Johannesburg: South Africa is considering giving a COVID-19 vaccine that is still in the testing phase to health workers, after suspending the rollout of another shot that preliminary data indicated may be only minimally effective against the mutated form of the virus dominating the country.
The country was scrambling on Monday to come up with a new vaccination strategy after it halted use of the AstraZeneca vaccine - which is cheaper and easier to handle than some others and which many had hoped would be crucial to combatting the pandemic in developing countries.

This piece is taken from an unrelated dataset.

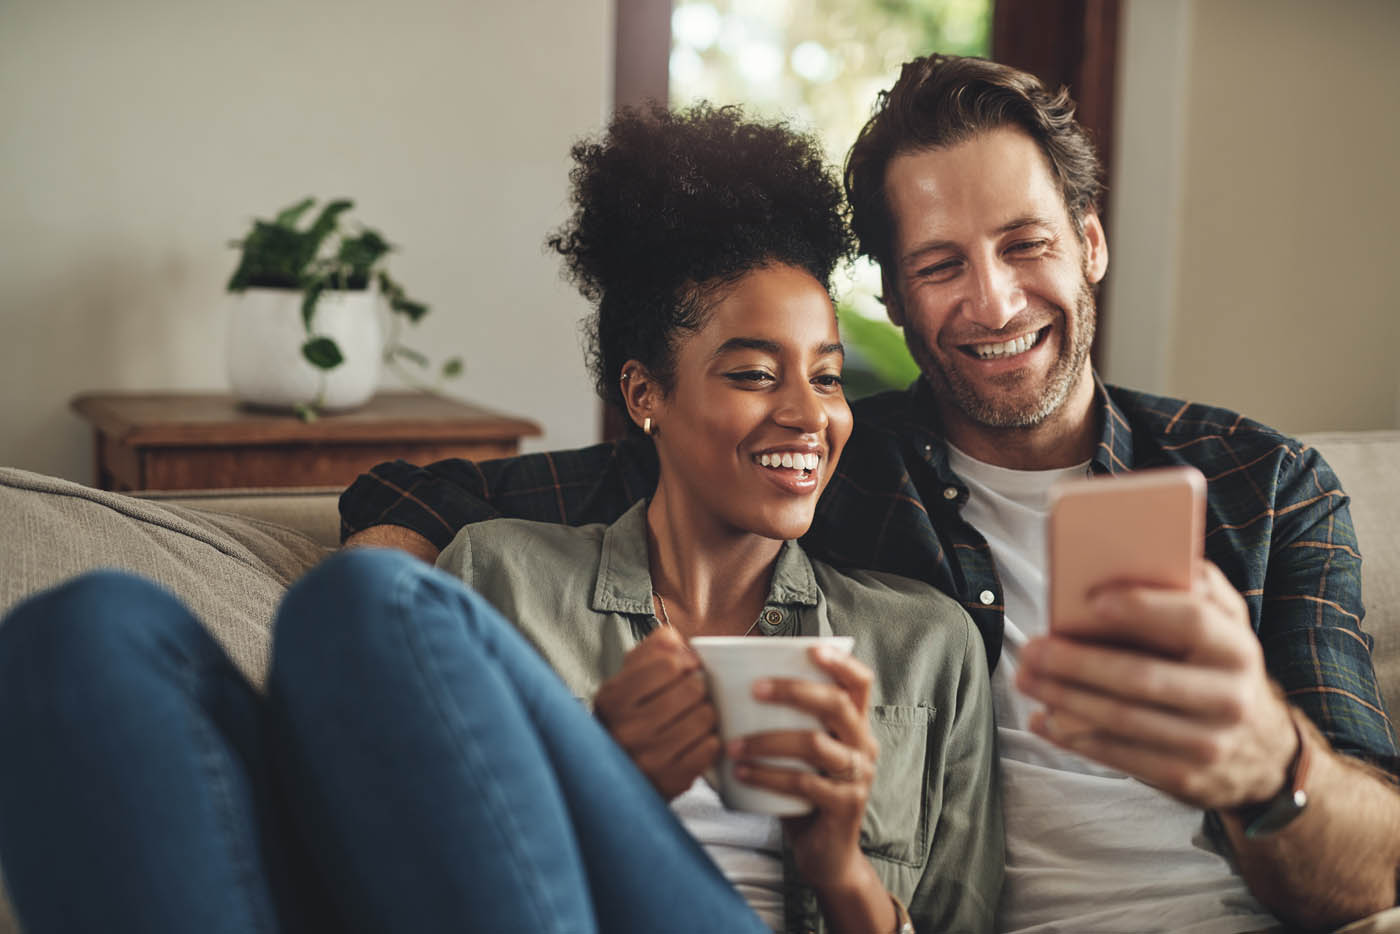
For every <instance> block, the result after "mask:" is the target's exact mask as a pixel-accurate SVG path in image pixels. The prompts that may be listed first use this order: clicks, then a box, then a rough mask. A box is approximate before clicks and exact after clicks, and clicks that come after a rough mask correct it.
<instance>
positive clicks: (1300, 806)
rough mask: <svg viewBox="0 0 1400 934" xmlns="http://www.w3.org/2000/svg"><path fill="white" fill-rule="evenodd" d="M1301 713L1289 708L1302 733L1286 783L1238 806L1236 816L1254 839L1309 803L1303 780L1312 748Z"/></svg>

Among the possibilities being considered: mixing the AstraZeneca vaccine with another one or giving Johnson & Johnson's single-dose vaccine, which has not yet been authorized for use anywhere, to 100,000 health care workers while monitoring its efficacy against the variant.
The abrupt change in strategy was prompted by preliminary results in a small study that showed the AstraZeneca vaccine was only minimally effective against mild to moderate cases of the disease caused by the variant.

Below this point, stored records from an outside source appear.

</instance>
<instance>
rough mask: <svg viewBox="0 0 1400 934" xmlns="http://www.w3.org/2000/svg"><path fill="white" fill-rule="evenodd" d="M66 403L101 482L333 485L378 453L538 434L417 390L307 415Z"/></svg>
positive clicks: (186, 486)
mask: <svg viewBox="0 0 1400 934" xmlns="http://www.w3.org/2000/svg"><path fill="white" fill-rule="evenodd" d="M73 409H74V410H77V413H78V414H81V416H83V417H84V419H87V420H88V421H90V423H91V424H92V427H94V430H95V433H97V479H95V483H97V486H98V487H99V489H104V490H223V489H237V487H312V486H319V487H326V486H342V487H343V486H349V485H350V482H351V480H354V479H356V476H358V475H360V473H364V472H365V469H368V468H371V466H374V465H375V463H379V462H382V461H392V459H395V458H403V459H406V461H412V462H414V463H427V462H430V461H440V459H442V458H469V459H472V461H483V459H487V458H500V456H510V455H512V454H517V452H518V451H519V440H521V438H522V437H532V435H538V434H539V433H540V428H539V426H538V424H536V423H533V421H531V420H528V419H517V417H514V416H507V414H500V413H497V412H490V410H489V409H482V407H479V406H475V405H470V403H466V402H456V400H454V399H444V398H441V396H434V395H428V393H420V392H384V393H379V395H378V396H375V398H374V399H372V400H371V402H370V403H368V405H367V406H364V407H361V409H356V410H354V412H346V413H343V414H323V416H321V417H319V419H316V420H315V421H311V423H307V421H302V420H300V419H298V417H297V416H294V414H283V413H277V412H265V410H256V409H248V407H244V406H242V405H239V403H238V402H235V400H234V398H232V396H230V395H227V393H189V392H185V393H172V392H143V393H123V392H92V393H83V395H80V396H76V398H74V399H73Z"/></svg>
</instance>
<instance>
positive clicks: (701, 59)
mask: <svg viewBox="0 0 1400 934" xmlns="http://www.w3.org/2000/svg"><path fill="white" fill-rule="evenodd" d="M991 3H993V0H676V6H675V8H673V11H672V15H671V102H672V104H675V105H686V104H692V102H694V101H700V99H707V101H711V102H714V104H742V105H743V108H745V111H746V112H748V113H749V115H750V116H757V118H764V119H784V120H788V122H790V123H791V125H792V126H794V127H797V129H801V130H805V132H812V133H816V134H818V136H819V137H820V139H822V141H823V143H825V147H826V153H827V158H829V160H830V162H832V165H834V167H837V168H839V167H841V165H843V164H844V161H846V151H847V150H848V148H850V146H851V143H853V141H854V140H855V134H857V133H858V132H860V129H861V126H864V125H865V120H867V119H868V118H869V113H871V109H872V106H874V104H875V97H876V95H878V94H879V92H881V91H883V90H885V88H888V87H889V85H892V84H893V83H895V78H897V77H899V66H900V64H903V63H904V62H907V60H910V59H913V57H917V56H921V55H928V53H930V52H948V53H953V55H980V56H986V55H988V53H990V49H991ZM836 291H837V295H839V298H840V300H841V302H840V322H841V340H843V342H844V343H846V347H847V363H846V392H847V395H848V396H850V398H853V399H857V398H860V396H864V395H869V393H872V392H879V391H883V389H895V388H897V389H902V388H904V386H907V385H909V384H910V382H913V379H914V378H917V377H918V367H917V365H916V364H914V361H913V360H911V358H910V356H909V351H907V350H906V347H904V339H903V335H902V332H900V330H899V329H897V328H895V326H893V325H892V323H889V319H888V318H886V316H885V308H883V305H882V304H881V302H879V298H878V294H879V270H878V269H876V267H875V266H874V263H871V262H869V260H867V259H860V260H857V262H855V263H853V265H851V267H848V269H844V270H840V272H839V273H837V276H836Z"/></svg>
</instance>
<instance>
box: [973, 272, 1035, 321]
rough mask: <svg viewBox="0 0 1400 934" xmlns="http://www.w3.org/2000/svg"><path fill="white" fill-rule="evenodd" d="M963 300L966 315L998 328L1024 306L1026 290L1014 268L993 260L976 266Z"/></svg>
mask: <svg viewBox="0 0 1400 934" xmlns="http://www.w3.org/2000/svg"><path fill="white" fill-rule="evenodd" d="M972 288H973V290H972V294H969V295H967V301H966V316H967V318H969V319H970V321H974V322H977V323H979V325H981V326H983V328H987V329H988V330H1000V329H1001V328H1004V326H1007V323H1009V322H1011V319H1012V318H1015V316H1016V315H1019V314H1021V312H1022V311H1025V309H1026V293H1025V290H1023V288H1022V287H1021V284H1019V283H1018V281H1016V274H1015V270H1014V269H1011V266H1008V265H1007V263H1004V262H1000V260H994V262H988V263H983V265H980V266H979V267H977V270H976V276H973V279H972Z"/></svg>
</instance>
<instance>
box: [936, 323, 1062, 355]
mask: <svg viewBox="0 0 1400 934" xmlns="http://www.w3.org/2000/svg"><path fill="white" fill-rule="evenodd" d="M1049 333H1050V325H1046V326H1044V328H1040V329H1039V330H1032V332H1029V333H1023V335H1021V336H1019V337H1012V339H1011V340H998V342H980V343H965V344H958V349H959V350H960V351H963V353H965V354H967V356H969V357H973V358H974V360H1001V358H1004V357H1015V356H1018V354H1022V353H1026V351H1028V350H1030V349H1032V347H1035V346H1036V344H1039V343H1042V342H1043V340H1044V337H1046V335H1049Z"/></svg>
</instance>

There is reason to hope the Johnson & Johnson vaccine may fare better in the country. Initial results from an international test of the vaccine showed it is 57% effective in South Africa at preventing moderate to severe COVID-19.
That was less than in other countries - the rate was 72% in the US, for example - presumably due to the worrisome variant. It was even more effective - 85% internationally - at preventing the most serious symptoms.